Mads nahm ihre Hände in seine. »Ich habe es dir nie erzählt und auch sonst niemandem. Ich bin schuld an Augusts Tod.«

»Das glaube ich dir nicht. Du warst noch ein Kind, jünger als er!«

»Ja. Und ich war wütend, weil Vater ihn wieder einmal vorgezogen hatte. Er durfte zur Schule gehen, und ich musste immer nur arbeiten, obwohl es doch geschrieben steht, dass alle Kinder den Unterricht besuchen sollen. Ich durfte nur lesen und schreiben lernen, das genügte für den dummen Mads. Der kluge August dagegen prahlte jeden Abend mit seinem Wissen, wurde über die Maßen gelobt. Ich war neidisch. Eines Tages war es besonders schlimm. Vater hat mich geschlagen, weil ich bei Tisch eingeschlafen bin. Dabei war die Arbeit an dem Tag so anstrengend gewesen, und Augusts endlose Erzählungen aus der Schule waren so ermüdend. Es war Winter, ich bin fortgelaufen, hinaus auf den See, der teilweise zugefroren war. August kam mir nach, wollte mich zurückholen.« Mads stockte, tat zwei tiefe Atemzüge und fuhr fort. »Er war älter und viel schwerer als ich.
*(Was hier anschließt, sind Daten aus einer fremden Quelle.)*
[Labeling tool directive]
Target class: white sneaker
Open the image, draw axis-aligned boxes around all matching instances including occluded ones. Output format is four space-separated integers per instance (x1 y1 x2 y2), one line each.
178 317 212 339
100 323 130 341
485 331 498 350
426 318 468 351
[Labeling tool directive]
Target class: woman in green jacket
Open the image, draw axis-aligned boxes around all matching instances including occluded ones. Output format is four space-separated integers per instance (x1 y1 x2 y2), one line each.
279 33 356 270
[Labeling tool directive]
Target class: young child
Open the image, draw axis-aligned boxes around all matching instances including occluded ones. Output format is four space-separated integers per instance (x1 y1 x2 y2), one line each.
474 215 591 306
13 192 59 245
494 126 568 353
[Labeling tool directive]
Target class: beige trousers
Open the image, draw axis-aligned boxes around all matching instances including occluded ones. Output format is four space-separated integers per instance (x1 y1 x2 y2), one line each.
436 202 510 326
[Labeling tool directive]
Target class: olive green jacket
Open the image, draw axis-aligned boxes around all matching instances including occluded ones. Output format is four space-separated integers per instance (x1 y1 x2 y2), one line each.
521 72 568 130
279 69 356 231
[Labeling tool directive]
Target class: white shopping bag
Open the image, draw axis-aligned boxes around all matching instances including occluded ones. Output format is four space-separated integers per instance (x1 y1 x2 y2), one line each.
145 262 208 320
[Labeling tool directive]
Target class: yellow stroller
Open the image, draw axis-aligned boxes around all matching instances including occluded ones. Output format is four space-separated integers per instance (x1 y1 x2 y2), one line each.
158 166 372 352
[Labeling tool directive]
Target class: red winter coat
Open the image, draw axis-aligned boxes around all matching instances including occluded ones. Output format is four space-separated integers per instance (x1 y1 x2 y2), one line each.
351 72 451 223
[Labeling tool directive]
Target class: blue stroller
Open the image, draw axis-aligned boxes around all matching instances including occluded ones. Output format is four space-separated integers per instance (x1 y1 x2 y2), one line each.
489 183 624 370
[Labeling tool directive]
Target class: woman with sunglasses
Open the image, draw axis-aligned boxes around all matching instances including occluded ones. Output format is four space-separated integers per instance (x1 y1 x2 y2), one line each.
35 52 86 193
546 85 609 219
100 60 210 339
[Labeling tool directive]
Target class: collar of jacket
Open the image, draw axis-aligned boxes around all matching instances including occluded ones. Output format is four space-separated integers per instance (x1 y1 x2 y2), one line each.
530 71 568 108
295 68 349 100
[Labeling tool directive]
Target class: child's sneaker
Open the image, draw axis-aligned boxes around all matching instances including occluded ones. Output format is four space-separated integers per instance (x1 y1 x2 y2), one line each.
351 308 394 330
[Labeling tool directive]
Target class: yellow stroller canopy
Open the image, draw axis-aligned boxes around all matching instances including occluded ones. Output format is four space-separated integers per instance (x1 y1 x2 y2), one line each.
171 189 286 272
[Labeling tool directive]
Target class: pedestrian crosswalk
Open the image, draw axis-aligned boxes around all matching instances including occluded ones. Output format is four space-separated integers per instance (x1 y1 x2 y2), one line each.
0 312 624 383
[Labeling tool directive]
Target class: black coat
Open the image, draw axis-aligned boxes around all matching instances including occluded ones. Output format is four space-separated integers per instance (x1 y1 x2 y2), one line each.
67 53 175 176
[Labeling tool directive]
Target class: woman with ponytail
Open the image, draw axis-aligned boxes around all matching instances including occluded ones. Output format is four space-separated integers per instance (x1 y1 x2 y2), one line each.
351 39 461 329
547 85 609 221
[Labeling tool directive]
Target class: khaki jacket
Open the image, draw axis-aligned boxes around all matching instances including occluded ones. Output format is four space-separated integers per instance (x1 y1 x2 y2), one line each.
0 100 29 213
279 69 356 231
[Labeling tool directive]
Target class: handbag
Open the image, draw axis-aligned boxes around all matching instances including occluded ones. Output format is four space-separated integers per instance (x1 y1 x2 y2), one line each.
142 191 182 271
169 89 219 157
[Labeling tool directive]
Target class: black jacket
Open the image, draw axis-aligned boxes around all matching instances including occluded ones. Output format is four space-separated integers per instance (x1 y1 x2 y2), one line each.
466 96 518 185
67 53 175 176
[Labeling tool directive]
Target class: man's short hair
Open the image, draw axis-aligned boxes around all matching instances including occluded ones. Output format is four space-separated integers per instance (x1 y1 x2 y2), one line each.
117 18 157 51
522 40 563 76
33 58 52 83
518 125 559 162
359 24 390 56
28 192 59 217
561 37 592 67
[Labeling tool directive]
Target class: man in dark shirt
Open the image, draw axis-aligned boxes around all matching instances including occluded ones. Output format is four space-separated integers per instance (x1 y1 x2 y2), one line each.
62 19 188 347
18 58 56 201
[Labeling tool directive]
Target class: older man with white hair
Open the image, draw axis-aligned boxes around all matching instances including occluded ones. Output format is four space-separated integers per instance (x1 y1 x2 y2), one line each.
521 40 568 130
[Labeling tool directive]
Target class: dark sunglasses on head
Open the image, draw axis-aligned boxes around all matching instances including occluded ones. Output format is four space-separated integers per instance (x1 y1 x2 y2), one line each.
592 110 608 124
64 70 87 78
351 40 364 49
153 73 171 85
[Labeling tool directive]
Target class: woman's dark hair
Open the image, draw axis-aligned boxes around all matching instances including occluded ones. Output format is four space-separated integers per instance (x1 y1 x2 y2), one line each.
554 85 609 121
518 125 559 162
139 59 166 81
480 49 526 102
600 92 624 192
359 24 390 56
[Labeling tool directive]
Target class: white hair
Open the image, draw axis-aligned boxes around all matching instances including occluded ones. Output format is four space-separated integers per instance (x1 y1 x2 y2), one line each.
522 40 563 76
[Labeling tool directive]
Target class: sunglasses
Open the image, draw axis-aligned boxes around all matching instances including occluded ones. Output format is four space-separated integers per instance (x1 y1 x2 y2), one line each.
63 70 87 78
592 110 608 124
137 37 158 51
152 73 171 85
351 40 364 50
Er brach ein, und ich konnte ihm nicht helfen.« Mads vergrub das Gesicht in den Händen. »Er hatte nie schwimmen gelernt, immer nur an die Schule gedacht. So versank er vor meinen Augen im Haderslev Dam, während ich nur dastehen konnte.«

Nun wurde Bodil ernstlich wütend. »Und das gibt dir keinen Anlass, an deinem Vater zu zweifeln? Er ist schuld, nicht du, den er ungerecht behandelt hat! Er hat dich doch dazu getrieben!«

»Was nützt mir das?« Mads ließ seine Hände sinken, schluckte schwer. Er war bleich geworden. »Ich sehe immer Augusts Gesicht vor mir, die aufgerissenen Augen und den zum letzten Schrei verzerrten Mund.«

»Das ist wohl kaum ein triftiger Grund, Menschen zu töten!« Die Angst um ihren Mann ließ Bodils Stimme härter klingen als beabsichtigt.

»Das will ich doch gar nicht. Ich will Leben retten! Wenn ich nur einen jungen dänischen Soldaten vor dem Tod bewahren kann, ist meine Schuld vielleicht endlich gesühnt.«

»Dann lass dich zum Lazaretthelfer ausbilden. Dort kannst du Leben retten!« Bodil kämpfte verzweifelt um ihren Mann, doch sie sah ihm an, dass er seine Entscheidung längst getroffen hatte. Keins ihrer Worte vermochte etwas auszurichten, und bald fand sie keine mehr.

So schwiegen sie beide, hielten sich an den Händen, bis das Feuer im Ofen heruntergebrannt war. In dieser Nacht liebten sie sich wortlos, leidenschaftlicher noch als sonst. So als wäre es das letzte Mal. Als Mads schließlich erschöpft in Bodils Armen lag und sein Kopf auf ihrer Brust ruhte, betete sie, endlich ein Kind empfangen zu haben. So würde sie nicht alles verloren haben, wenn ihr Mann nicht zurückkehrte.